Hoxton Hall is one of London’s few remaining music halls; beautifully preserved, with high stage and wooden gallery intact. The perfect setting, then, for a mock-Victorian revue.
The Parlour’s Cautionary Tale has come on in leaps and bounds. The structure is much as it was: a ludicrously OTT melodrama of murder most foul a frame on which to hang a series of variety acts and musical comedy vignettes. There are still inconsistencies in performance skills and levels of engagement, which could perhaps be ironed out by a skilful director; but there have been shifts that have made the whole thing hang together more effectively.
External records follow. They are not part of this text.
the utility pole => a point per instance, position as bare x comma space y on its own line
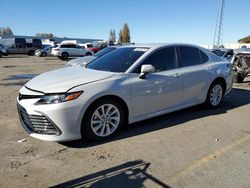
218, 33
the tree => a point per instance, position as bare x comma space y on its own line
6, 31
245, 40
125, 34
120, 40
47, 35
112, 36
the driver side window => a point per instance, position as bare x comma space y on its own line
163, 59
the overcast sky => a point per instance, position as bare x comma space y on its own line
150, 21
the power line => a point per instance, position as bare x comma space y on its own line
218, 33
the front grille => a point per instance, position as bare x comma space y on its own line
37, 123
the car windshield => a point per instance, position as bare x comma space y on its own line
104, 51
218, 52
118, 60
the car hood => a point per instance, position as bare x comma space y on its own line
62, 80
80, 61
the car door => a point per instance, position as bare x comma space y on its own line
159, 90
195, 69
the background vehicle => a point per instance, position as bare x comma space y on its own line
44, 51
90, 46
224, 53
119, 87
3, 51
66, 50
241, 64
21, 46
82, 61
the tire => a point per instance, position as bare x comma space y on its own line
64, 56
98, 128
237, 78
43, 54
31, 53
215, 94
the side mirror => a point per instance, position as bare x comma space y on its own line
146, 69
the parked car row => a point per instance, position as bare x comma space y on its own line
66, 50
21, 45
96, 100
3, 51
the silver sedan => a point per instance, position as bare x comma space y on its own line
127, 85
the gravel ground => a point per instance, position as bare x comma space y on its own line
195, 147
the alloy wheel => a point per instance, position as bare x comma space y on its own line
105, 120
216, 95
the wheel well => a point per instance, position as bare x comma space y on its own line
113, 97
65, 53
223, 82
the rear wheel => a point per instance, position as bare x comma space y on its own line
31, 53
43, 54
65, 55
103, 120
215, 94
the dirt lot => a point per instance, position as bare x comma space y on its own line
195, 147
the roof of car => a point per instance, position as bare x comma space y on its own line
242, 51
157, 45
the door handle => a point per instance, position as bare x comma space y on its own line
176, 75
209, 68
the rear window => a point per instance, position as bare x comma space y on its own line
118, 60
104, 51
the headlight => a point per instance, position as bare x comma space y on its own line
58, 98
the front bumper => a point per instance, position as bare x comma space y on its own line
51, 122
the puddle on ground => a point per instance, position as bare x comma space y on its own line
21, 77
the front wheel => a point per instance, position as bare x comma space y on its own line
103, 120
215, 94
237, 78
88, 54
31, 53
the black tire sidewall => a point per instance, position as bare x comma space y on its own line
237, 78
86, 123
31, 53
65, 55
208, 102
43, 54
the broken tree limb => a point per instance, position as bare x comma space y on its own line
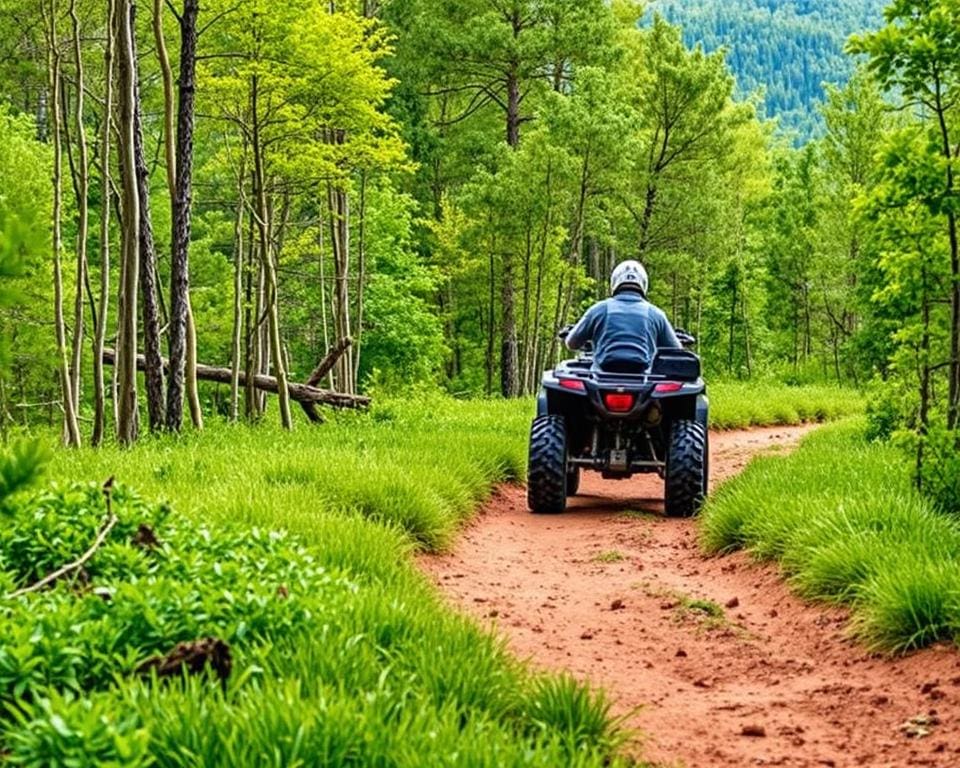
330, 359
77, 564
323, 368
301, 393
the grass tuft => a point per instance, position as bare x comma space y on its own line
847, 527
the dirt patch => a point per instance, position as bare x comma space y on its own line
726, 667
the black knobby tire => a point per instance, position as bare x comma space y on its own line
686, 469
573, 481
547, 468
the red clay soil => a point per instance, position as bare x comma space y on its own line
608, 590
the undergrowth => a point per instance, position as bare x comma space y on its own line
842, 518
341, 653
735, 405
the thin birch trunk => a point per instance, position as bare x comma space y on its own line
128, 413
99, 420
269, 270
238, 269
71, 429
83, 207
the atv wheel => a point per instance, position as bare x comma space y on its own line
547, 469
573, 481
686, 469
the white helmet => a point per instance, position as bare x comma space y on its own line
629, 274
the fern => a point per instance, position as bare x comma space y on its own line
19, 467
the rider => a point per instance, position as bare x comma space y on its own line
626, 329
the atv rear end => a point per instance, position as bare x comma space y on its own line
620, 424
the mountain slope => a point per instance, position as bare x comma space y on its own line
789, 48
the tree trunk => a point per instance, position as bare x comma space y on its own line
128, 412
238, 260
100, 333
301, 393
190, 374
338, 205
251, 328
509, 381
361, 279
71, 429
491, 323
269, 270
180, 252
153, 373
83, 208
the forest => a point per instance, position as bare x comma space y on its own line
784, 50
298, 269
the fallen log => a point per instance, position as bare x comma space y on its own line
301, 393
323, 368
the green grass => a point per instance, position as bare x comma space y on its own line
847, 527
377, 671
735, 405
384, 673
420, 468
In particular, the care and attention to the ‘offstage’ sections has upped the ante considerably. The little cabaret tables are decorated prettily, furnished with ‘newspapers’ advertising magical cures for all ills. The walkabout character Miss Fanny Brown has found her form in her dual role as door-girl and Sally Army saver-of-souls (admonishing us all for our enslavement to the demon drink). Archibald Floss’s Museum of Prodigies, the interval entertainment, is a marvellous show-within-the-show – a lovingly assembled installation-performance in which we encounter a whole horde of freaks, including a baby pickled in a bottle, a man who walks on broken glass, and the infamous escaping spiderwoman, Spidora.
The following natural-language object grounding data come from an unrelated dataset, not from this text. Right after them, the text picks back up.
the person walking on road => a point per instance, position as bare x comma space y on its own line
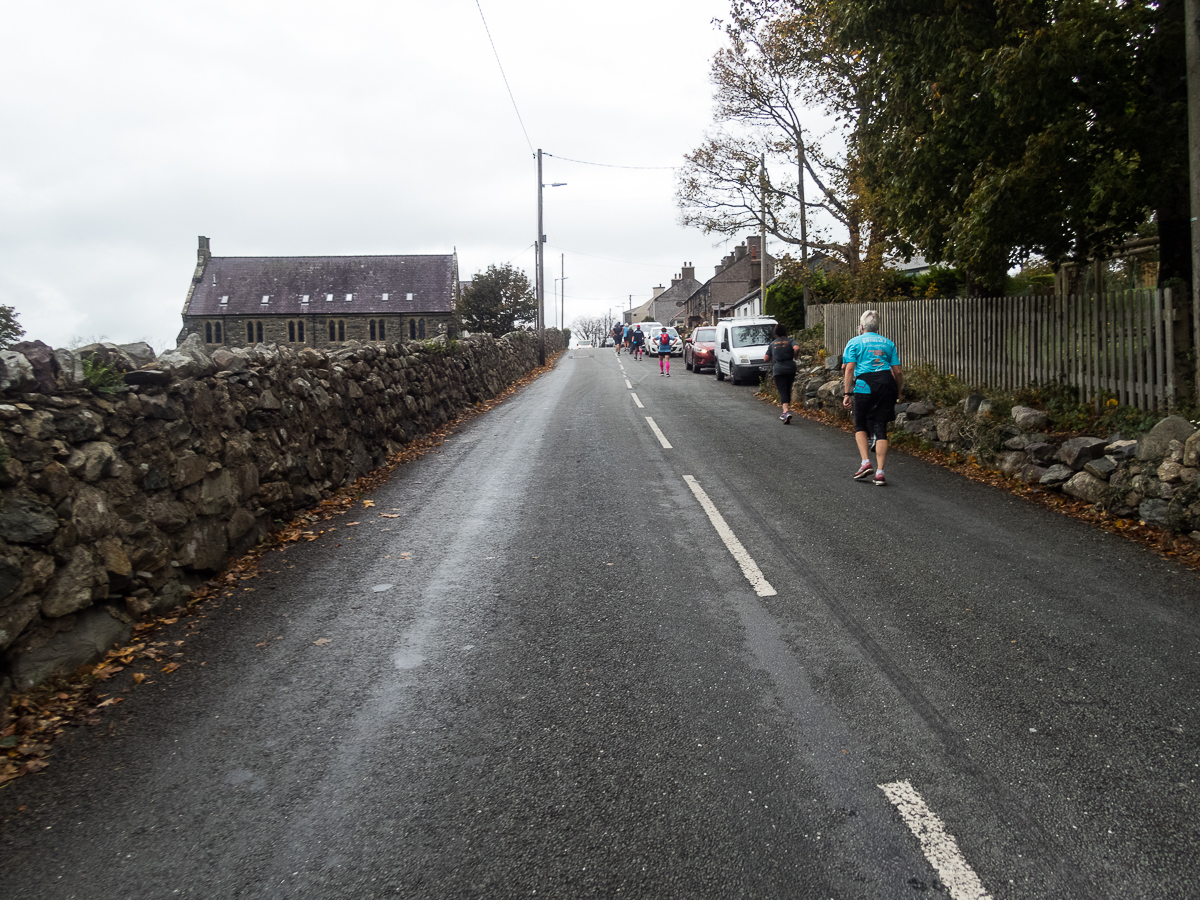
639, 342
663, 342
873, 385
781, 353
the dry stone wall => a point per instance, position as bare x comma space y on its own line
114, 505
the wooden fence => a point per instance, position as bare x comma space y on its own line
1116, 345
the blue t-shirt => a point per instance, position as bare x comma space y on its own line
870, 353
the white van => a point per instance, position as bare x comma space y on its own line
741, 345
Meanwhile back in the Manor, the loony Lord (aka Professor Elemental) raps on the joys of tea, and transmutes into a Wildman; recalcitrant butlers dust down their circus tricks; and the six-times-widowed Miss Sadie Belle is turned into a grotesque Day of the Dead figure, stripped to the bare and bloody bones by the morbidly musical Butcher Boys. A cautionary tale indeed.